First American Art
The Charles and Valerie Diker Collection of American Indian Art
Currently on display at the Smithsonian’s National Museum of the American Indian in New York City is an exhibit of the Diker Collection of Native American art. The Dikers also have an extensive collection of modern and contemporary art in their home, and it was there that the curators of this exhibit, Native and non-Native scholars alike, came together to discuss the meanings of Native art.
Inspired by the unique juxtapositioning before them of historical Indian art with modern art-an Acoma olla placed on a table beneath two huge Jean Dubuffets and a colorful Calder mobile, for instance-the curators organized their discussion around seven aesthetic principles common to both: idea, emotion, intimacy, movement, integrity, vocabulary, and composition.
Bernstein is assistant director for Cultural Resources and McMaster (Plains Cree) is deputy assistant director for Cultural Resources, both at the Museum. They, along with Kuspit, professor of art history and philosophy at the State University of New York at Stony Brook, and Dubin, a scholar and lecturer, contributed several challenging and illuminating essays to the beautifully illustrated catalogue.
Bernstein and McMaster dissect many objects in the exhibit in terms of these seven principles, and by so doing, validate them not only as cultural artifacts, but as true works of art. The creator of an exquisite Apache basket, dated approximately 1880 and woven of willow and yucca root, clearly thought about his composition of alternating bands of herders, animals, and perfectly repeated geometric shapes before beginning his piece. The iconography had been utilized by many before him, ensuring the basket’s integrity, and he knew that the meaning of the symbols he used-their tribal vocabulary-would be recognized for generations to come.
The exhibit’s aim is to bring such objects from the natural history museum to the art museum-just as the Dikers have done so eloquently in their own home-a move that changes the viewer’s perceptions. The authors feel that the artist’s times and surroundings should not be ignored, but moved into the background, for to be considered art (and not artifact) an object must be timeless. “When meanings are lost,” the authors explain, “then baskets become objects,” and not art.

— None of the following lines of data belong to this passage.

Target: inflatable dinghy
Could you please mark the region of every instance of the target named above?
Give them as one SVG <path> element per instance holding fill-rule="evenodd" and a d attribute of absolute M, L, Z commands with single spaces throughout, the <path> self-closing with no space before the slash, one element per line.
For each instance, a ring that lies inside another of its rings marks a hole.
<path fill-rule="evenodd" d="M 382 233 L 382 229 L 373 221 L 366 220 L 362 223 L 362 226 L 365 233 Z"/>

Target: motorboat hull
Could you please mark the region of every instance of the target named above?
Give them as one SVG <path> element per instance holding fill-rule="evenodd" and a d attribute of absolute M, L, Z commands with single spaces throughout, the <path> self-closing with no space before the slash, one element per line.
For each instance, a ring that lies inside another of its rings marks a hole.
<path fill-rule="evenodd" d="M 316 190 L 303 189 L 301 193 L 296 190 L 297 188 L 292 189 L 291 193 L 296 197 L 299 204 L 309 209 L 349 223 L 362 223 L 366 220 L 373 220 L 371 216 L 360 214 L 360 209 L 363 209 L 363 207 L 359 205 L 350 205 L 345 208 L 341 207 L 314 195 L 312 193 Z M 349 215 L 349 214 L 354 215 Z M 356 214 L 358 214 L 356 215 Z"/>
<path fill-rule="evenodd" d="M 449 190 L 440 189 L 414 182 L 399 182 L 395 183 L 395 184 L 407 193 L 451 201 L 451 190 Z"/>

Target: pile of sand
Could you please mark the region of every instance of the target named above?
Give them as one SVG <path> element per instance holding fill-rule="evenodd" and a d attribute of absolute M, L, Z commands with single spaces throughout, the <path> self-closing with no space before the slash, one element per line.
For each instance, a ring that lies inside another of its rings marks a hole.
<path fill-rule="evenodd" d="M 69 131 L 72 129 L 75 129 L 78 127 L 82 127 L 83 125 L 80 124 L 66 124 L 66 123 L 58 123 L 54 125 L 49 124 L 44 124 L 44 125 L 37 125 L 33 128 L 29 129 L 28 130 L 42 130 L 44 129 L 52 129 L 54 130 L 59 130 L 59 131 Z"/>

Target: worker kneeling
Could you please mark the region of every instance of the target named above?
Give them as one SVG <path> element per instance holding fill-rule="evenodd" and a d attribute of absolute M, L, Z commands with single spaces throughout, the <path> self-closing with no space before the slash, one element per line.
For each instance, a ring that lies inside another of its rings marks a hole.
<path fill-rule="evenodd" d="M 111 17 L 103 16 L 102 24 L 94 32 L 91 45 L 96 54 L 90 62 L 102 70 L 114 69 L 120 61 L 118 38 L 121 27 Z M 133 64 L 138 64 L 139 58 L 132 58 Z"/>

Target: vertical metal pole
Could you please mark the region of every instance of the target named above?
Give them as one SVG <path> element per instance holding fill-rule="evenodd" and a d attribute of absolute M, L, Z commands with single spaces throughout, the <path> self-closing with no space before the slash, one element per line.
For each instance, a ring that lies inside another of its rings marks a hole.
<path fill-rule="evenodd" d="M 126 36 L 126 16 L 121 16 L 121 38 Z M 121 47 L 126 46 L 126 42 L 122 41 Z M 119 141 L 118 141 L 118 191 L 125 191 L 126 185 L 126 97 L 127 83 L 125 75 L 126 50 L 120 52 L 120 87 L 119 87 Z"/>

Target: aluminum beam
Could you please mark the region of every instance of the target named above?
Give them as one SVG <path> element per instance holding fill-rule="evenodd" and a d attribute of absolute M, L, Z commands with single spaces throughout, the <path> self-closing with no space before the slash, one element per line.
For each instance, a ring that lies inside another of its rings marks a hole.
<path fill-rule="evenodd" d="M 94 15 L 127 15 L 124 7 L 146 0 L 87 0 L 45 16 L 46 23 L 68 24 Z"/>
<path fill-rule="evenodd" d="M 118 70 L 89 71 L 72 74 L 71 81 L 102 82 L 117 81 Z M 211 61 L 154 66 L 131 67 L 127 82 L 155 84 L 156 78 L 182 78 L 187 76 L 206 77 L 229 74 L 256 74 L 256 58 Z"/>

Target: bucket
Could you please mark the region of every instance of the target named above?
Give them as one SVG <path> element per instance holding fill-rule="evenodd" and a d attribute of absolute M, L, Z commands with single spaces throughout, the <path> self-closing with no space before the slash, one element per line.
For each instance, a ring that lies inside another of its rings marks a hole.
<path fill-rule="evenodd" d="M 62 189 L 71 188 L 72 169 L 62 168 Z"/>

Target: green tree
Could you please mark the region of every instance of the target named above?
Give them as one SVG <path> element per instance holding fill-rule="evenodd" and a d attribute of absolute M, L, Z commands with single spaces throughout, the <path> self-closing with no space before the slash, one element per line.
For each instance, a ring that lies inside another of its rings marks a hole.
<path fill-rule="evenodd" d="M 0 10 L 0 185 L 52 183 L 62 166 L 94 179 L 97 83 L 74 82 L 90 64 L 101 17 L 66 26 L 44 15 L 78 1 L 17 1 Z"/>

Encapsulating the exhibit’s theme in his essay “The Spiritual Import of Native American Aesthetics,” Kuspit writes, “I want to de-emphasize the cultural, emphasize the aesthetic aspect-the sensuous elegance and power, which invariably signify spiritual depth and complexity-of Native American art.” With this exhibit and its superb catalogue, the National Museum of the American Indian is constructing a “new paradigm,” which allows Native art to be recognized as art, and which allows it to “engage in a dialogue” with other art forms-and invites the viewer to do so as well.